To summarize, SMART operates on a platform familiar to all State Department employees: Outlook. It integrates cable and e-mail. It offers real-time search options. It provides unclassified connectivity between OpenNet and ClassNet. It supports mobile communication from OpenNet.
Furthermore, it satisfies all security and records management requirements. And it puts the Department of State in the forefront of the digital revolution by providing state-of-the-art tools to employees. In short, SMART offers a combination of messaging, collaboration, and archiving applications on unclassified and classified networks not currently available in any other Federal agency.
FUTURE CONSEQUENCES FOR DIPLOMACY
As officers who have grown up with information technology join the Foreign Service, they will inevitably take full advantage of the new SMART tools. The tradition of vertical communication supported by the cable culture will be further eroded through the SMART collaboration tools including instant messaging, SharePoint, and search. The typical message sent from drafter to clearers to approver to a handful in Washington will be just as easily available to one’s colleagues around the world.
If you are among those who fear that the flood of new cables will overwhelm you, SMART can ratchet down your dissemination to the messages you must have to do your job. On the other hand, if something is missing, you can search the archive with as much ease as you now conduct a search on the Internet.
With the ease with which information will move horizontally, SMART invites rich collaboration among policy specialists across offices, bureaus, and borders. The cable culture that has protected information will give rise to a culture that honors sharing.

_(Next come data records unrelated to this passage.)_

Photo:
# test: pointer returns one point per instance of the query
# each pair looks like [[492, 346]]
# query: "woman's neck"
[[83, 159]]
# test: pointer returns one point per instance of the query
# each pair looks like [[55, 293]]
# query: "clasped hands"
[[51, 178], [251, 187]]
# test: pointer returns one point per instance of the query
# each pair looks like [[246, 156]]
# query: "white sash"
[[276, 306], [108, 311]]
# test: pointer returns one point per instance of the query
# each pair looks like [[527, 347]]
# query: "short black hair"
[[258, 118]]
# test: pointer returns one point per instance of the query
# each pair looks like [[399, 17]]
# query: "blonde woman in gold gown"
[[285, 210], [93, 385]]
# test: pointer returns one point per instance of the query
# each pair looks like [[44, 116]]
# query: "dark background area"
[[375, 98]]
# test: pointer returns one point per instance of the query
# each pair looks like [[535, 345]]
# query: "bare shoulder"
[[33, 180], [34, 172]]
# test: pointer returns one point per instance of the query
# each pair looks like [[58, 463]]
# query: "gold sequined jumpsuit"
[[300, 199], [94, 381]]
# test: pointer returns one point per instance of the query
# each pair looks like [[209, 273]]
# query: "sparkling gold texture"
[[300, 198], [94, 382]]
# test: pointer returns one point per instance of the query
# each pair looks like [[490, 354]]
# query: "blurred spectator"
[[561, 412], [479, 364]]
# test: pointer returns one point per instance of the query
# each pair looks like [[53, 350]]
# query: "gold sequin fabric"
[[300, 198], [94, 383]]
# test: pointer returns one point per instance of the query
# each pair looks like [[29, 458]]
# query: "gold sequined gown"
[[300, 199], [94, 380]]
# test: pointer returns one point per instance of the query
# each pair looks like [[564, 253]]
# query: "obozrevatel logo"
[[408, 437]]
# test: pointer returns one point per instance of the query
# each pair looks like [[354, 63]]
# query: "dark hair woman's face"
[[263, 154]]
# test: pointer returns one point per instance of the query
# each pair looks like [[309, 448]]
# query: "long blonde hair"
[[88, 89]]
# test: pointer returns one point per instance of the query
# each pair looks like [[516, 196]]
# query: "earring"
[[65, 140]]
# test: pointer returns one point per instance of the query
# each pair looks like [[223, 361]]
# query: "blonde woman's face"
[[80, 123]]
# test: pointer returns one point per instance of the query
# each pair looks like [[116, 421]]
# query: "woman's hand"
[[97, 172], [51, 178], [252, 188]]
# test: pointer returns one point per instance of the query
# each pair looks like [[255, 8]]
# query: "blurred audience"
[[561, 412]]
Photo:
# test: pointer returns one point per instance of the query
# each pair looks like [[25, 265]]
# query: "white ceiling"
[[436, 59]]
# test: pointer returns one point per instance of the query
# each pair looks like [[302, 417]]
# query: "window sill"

Indeed, one of the precepts of SMART was to provide post-9/11 tools to facilitate a shift from a culture of “need to know” to one of “need to share.”
The Department of State was among the first to articulate this shift, which, several years later, was recognized throughout the Federal Government in a White House directive establishing the Information Sharing Environment.
It is not too early to think beyond SMART, as new technologies become available. Virtualization of the SMART system is already being planned for a second site to ensure Continuity of Operations. Cloud computing is on the horizon. Internet 2 offers nearly unlimited bandwidth. Integrating GPS cannot be far away. And shouldn’t we consider a SMART interface for the iPhone? In another decade, we will be well past the current Twitter, Google, and SMART applications to provide technology to better connect diplomats with relevant information. By then, even SMART cables may be regarded as historical artifacts or contemporary anomalies.
How will the introduction of SMART and other new technologies affect the conduct of diplomacy? Looking backward provides evidence that changes are unpredictable. David Nickles, a State Department historian, has examined the introduction of the telegraph in his book Under the Wire: How the Telegraph Changed Diplomacy.
Change began with the first encrypted cable sent to Paris by Secretary Seward in 1866, resulting in a cost of $19,540.50 – three times Seward’s annual salary! Adoption was understandably slow. Even though costs dropped dramatically, it wasn’t until World War I that the Department accepted cable traffic as a normal means of communication. Diplomats, used to relative autonomy, resisted, ignored, and occasionally sabotaged the use of cables. Nickles attributes their resistance to cultural inertia. Eventually, the authority of Ambassadors was circumscribed, as decision-making shifted to Washington. The introduction of the telegraph, Nickles concludes, did not necessarily render diplomacy more efficient. It did, however, lead to increased speed, greater centralization, and a larger bureaucracy in Washington.